2012 July - Design Thinking & Design Journey Revisited
2011 August - Design for Good Governance
2009 November - Design Thinking: The Flavor of the Month
2008 January - Systems Design: The NID Way
2007 December - Design as Research: The Path to Knowledge Creation
2007 October - Design Thinking: What is it?


Besides these posts from my Design for India blog here below I have linked several posts on the Design Concepts and Concerns blog that deal with the theory associated with this course.


2010 March - Business Models for Designers: Learning from the Field
2009 December - DCC 2010 - Foundation Batch 2009-10
2009 March - Scenario Visualisation: Indian Village as Visual Panorama in DCC2009
2009 March - Scenario Presentation: Learning about Composite Images in DCC
2009 March - Scenario Visualisation: Assignment on Composite Images and Mental Maps
2009 February - Business Models: Learning from the Field


The world of design and design education is moving inthe direction that we had anticipated in the DCC course at NID and we now see evidence of this is the new publications that are emerging from the West.
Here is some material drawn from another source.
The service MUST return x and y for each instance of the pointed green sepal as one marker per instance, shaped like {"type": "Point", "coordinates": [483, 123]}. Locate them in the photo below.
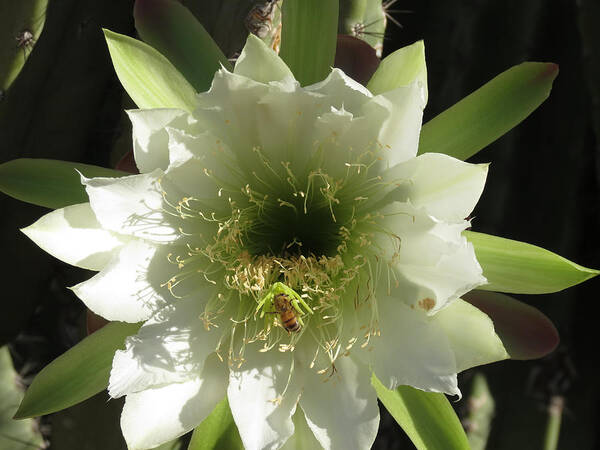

I will draw attention here to one particular recent book that is available online with a good and interesting business model that makes it very accessible for our design students in India due to its attractive pricing policy for the digital version. The book that I refer to is "Wicked Problems: Problems Worth Solving " by Jon Kolko, Austin Centre for Design, 2012 and it is a recent example of the emerging expanded approach to design thinking that is being explored and shared.
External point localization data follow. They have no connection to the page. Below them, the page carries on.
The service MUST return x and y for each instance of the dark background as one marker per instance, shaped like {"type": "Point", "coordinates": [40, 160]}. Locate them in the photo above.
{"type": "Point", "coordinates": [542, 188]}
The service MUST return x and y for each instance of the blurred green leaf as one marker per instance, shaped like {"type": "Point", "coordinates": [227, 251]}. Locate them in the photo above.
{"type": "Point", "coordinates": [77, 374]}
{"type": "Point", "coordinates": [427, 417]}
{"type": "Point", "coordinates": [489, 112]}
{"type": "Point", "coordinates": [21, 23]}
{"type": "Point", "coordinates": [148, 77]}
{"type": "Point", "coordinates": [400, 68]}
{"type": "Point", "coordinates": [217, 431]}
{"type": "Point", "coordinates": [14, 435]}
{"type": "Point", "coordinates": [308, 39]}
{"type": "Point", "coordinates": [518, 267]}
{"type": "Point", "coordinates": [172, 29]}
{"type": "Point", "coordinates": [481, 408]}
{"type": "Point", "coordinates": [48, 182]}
Returning to the idea of the "Avalanche Effect" and the claims that I have been making over the years in my papers and presentations about this course needs to be revisited and validated. I took over from Mohan Bhandari in 1988 and I remember that  Kiran Bir Sethi was in my early class and her document of the course and her design project are preserved in the NID library as a xerox document that I had placed there for posterity along with others over the years. Her "Design Process" project was on Design Education and there is no surprise for me that she is today running a school in Ahmedabad called Riverside School  that uses design thinking as a core for delivering the school curriculum and she is also the author of the world's biggest design education effort, Design for Change Project, with millions of children being introduced to design thinking at the school level. I call this phenomenon the "Avalanche Effect" and I see this happening all the time in design schools that encourage its students to think big and connect with the real world and address real problems and opportunities in the real world.